Well, this is the real-life fortress that inspired that one.

This is in Slovenia. I just happened to see a picture somewhere and I totally went head over heels for the whole idea of this fortress. Of course I blew it up in scale and gave it lots and lots of glass windows and poured a waterfall off the cliff next to the fortress, but this image was definitely the inspiration. I found it by googling “fortress in cliff,” I think.

In The White Road of the Moon, I specifically made the city of Riam colorful: “eggshell blue or soft green, madder pink or rich buttercup yellow . . . the colors glowed in the afternoon sun.” This description was inspired by this image of Cinque Terre, Italy:

Later, when Meridy and Jaift and everyone arrive in Cora Talen, they find that here the people “build narrow and tall, with umber-colored brick and slate.” I don’t remember for sure, but I might have been thinking of this image from Provence:

The City in the Lake and The Keeper of the Mist draw more on traditional images of pastoral Europe. Perhaps more like this:

My current WIP is set in a sort of SE Asian ecosystem, so that I’m drawing on that region for ideas about food and cooking styles, crops and wild plants, domestic animals and wild ones, weather and climate, clothing and materials, and definitely architecture. Of course there is an important magical element and naturally the society is quite distinctive, but I’m trying to make it decidedly non-European.
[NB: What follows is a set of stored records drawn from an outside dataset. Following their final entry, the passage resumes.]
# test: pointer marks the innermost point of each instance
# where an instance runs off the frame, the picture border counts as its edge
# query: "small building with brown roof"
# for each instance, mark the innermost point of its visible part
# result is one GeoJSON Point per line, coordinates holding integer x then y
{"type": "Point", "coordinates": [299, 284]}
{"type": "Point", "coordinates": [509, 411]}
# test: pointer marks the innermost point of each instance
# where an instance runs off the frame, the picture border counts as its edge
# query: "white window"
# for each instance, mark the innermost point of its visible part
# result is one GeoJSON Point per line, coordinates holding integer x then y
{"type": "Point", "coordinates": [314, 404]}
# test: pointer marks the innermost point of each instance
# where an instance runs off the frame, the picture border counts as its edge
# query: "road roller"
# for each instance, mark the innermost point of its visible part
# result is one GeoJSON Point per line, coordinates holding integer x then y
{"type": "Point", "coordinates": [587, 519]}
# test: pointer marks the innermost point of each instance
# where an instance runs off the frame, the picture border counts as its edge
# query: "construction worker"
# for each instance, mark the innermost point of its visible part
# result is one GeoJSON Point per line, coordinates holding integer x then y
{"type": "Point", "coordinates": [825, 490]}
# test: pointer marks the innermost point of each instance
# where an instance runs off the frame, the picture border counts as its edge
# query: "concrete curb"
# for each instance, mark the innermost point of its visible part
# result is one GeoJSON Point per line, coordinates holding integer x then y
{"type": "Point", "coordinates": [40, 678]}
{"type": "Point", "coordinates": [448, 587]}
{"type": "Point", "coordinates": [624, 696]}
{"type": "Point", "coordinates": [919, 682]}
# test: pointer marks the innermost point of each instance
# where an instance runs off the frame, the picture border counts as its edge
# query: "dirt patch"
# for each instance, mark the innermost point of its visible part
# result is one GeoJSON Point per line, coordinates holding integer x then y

Here are some of the images I’m working with as I build the solid underpinnings of the world:

These are images from Thailand, from China, from Bhutan, from Tibet. In the end I think my protagonists, and thus my readers, will get to see a good deal of their world. I look forward to showing it to them.

At some point maybe I’ll go back to a WIP I have sitting here that is set in a sort of alternate Turkey, where much of the landscape is similar to Cappadocia. That will let me draw on the beautiful architecture of the hot, dry, and even desert regions of the world:

One of the things to pay attention to when worldbuilding is the very different architectural traditions and styles that different societies have come up with, and how those fit into their surrounding ecosystems. If you, like me, are a visual writer, then images like these can become windows to the world you are building. Certainly the setting will inform both your characters and their quests.

There’s nothing wrong with medieval Europe as a setting for your story. But so many other beautiful settings are possible as well! Typing “beautiful traditional villages” or “beautiful ancient cities” into Google can be a great way to inspire yourself to reach outside traditional fantasy settings when you’re designing a world.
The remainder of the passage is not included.